Affiliation: Johns Hopkins University Applied Physics Laboratory

Email: kristina.zudock@jhuapl.edu

Author: Kristina Zudock

Coauthors: H.M. DeHart, N. Brown, W.J. Ross1, C. Li, and P. Thielen

Abstract: There are twenty-one families which comprise marine mammals across the world’s seas and oceans. Across these families, there exist markedly different population abundances, rates of intra-species diversity, and availability of public genomic references. In order to rapidly determine the presence of marine mammals in the environment, we have developed a fieldable eDNA analysis pipeline which utilizes the K-mer-based classifier Kraken2 along with bespoke reference databases for mitochondrial and ribosomal amplicons to analyze Oxford Nanopore runs within seconds using only a laptop and/or low-energy GPU. While single references per species is often standard in compact reference databases for amplicon taxonomic classification, we have found that in the case of recently-diverged lineages, such as those in Delphinidae, multiple references per species are essential to cover the intra-species diversity and reduce misclassifications. However, a reference database which contains an overabundance of sequences for certain taxa over others also has the possibility of increasing false positives for the overrepresented taxa. Thus, we have explored the essential balance of over- versus under-representation of species in reference databases for K-mer classification of amplicons and have identified lineages where the availability of public reference data would benefit to be expanded in order to increase the sensitivity and specificity of eDNA-based marine mammal identification.
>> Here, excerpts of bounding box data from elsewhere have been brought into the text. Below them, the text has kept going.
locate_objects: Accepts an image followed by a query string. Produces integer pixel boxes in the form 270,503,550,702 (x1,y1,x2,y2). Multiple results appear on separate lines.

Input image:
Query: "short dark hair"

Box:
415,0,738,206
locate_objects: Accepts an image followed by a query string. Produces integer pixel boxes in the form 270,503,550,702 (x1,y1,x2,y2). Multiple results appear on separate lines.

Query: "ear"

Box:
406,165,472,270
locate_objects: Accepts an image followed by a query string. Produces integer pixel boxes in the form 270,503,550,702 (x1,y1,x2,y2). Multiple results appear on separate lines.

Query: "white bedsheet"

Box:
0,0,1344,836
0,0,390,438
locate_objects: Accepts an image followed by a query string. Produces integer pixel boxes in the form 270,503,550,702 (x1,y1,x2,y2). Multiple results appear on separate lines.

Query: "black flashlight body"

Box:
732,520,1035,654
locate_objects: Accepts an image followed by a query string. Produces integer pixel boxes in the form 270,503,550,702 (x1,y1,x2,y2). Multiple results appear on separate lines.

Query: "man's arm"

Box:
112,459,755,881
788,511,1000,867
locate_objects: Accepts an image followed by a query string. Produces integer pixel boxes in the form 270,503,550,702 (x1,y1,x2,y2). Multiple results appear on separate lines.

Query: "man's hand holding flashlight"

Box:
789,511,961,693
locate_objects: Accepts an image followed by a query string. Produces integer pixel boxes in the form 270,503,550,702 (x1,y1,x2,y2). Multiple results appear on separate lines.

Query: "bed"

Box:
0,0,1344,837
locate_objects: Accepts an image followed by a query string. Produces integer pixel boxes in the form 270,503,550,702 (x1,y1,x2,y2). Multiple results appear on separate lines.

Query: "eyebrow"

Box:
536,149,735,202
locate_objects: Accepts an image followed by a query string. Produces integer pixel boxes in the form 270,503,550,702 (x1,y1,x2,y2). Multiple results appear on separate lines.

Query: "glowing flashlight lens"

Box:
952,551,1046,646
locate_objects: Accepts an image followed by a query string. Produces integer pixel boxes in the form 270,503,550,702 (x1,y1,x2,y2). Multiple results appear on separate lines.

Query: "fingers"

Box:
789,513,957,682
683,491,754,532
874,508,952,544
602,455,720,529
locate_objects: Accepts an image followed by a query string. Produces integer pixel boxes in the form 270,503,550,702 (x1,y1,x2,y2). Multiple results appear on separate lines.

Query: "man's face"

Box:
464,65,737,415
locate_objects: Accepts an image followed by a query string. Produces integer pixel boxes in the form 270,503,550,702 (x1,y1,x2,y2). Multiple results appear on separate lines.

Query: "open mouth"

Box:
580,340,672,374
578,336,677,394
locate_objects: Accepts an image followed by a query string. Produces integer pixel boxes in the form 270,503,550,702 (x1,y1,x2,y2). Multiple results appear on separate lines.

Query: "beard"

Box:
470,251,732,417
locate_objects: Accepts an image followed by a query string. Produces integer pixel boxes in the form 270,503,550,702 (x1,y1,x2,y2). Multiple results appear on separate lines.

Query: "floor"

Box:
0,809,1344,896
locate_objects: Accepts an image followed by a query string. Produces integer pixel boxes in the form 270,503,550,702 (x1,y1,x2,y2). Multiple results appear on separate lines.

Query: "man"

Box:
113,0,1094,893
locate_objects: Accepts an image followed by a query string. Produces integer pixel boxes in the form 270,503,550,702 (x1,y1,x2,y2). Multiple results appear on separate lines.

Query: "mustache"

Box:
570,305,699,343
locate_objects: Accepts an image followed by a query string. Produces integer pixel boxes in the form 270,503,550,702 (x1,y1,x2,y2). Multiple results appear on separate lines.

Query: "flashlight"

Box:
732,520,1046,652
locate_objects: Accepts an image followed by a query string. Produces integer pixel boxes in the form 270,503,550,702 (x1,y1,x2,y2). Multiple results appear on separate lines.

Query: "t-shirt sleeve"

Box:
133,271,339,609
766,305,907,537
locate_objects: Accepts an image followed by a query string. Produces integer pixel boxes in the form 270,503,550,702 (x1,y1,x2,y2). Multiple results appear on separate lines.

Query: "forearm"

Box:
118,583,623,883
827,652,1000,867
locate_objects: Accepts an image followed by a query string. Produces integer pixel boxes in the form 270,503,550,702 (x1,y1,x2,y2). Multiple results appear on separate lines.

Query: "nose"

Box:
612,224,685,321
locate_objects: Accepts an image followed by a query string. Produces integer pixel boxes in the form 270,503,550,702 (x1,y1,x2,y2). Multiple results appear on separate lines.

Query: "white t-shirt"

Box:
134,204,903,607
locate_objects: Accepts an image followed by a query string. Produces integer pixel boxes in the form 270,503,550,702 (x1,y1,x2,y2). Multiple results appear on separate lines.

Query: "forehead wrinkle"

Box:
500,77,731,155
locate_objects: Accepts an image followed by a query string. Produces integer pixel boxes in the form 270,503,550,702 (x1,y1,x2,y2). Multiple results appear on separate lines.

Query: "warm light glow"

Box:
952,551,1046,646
Affiliation: Johns Hopkins APL

Email: Tobias.dilworth@jhuapl.edu.

Author: Tobias Dilworth

Abstract: Traditionally, aquatic environmental DNA (eDNA) characterization requires sample collection at a field site, capture of suspended biological matter on a filtration membrane, purification of DNA from said filter, and analysis of the sample using one or more molecular approaches. This process is logistically complex, and often requires many days to months between sample collection and analysis. Our group is currently developing an end-to-end pipeline for the complete automation of eDNA sample collection and analysis, with the end goal of producing data in situ aboard an unmanned underwater vehicle (UUV). This presentation will discuss progress towards sample processing automation using a bespoke microfluidics platform designed for targeted amplicon sequencing (e.g. metabarcoding) and capable of producing a sequence-ready product for the Oxford Nanopore Technologies MinION sequencer.